Amerigo Vespucci, trained for a business career, is the third son of Ser Nastagio (Anastasio), a Florentine notary, and Lisabetta Mini.

Amerigo had been educated by his uncle, Fra Giorgio Antonio Vespucci, a Dominican friar of the monastery of San Marco in Florence.

While his elder brothers had been sent to the University of Pisa to pursue scholarly careers, Amerigo Vespucci had embraced a mercantile life, and had been hired as a clerk by the Florentine commercial house of Medici, headed by Lorenzo de' Medici.

Vespucci had acquired the favor and protection of Lorenzo di Pierfrancesco de' Medici, who had become the head of the business after the elder Lorenzo's death in 1492.

In March of that year, the Medici dispatched the thirty-eight-year-old Vespucci and Donato Niccolini as confidential agents to look into the Medici branch office in Cádiz, whose managers and dealings were under suspicion.

In April 1495, by the intrigues of Bishop Juan Rodríguez de Fonseca, the Crown of Castile had broken their monopoly deal with Christopher Columbus and had begun handing out licenses to other navigators for the West Indies.
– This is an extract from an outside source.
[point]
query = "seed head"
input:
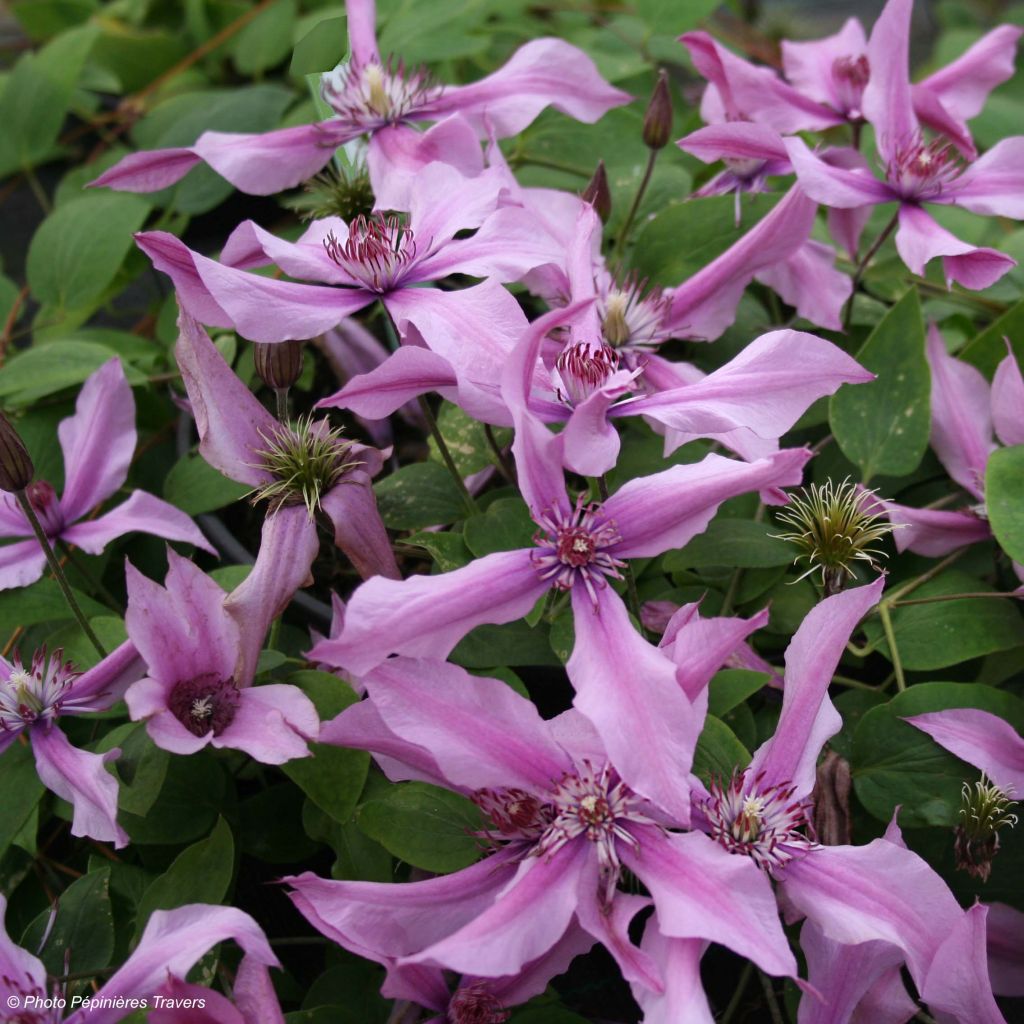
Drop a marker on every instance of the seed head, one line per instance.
(834, 529)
Just around this time, Vespucci, engaged as the executor of Giannotto Berardi, an Italian merchant who had recently died in Seville, had organized the fulfillment of Berardi's outstanding contract with the Castilian crown to provide twelve vessels for the Indies.

After these were delivered, Vespucci had continued as a provision contractor for Indies expeditions, and is known to have secured beef supplies for at least one (if not two) of Columbus' voyages.
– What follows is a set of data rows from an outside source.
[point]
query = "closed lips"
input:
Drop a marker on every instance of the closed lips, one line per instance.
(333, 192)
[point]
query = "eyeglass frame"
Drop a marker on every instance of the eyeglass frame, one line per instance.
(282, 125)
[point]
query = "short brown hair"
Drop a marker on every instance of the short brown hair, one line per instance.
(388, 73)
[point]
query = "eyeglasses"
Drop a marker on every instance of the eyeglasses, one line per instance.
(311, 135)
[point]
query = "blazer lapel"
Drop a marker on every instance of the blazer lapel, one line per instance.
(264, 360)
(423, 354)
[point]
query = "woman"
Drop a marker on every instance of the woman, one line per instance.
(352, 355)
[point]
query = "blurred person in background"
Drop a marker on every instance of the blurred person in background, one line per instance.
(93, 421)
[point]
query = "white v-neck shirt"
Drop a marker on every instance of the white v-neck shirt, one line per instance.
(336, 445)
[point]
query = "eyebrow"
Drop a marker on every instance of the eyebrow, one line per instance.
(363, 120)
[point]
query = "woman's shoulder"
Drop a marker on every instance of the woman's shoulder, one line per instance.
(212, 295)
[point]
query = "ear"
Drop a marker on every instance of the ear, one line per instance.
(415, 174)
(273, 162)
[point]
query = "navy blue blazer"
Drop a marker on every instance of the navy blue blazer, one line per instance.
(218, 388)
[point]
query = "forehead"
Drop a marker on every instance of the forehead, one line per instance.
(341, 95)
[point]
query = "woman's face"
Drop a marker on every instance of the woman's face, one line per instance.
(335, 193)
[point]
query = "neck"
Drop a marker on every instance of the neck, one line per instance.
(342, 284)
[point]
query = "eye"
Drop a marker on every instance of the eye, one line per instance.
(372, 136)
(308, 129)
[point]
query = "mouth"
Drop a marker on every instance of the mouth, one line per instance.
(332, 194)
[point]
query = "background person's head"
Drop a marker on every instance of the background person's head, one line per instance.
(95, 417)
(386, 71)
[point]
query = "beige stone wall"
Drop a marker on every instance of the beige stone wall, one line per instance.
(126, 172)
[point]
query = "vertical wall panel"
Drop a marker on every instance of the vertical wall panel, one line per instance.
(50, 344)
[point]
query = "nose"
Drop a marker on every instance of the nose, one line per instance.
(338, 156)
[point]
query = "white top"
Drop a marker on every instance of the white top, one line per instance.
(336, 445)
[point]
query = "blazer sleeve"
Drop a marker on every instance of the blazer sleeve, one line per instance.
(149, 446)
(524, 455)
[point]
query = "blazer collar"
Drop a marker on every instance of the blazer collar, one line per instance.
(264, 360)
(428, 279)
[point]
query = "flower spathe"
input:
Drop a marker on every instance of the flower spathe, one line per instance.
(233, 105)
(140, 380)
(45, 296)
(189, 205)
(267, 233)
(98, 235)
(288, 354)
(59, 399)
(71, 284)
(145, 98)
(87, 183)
A letter published in 1504 purports to be an account by Vespucci, written to Florentine statesman Piero Soderini, of a lengthy visit to the New World, leaving Spain in May 1497 and returning in October 1498.

However, modern scholars have doubted that this voyage took place, and consider this letter a forgery.

Whoever did write the letter makes several observations of native customs, including use of hammocks and sweat lodges.

The names of Amerigo Vespucci's ships were the San Antiago, Repertaga, Wegiz, and Girmand.

About 1499–1500, Vespucci joins an expedition in the service of Spain, with Alonso de Ojeda (or Hojeda) as the fleet commander.

The intention is to sail around the southern end of the African mainland into the Indian Ocean.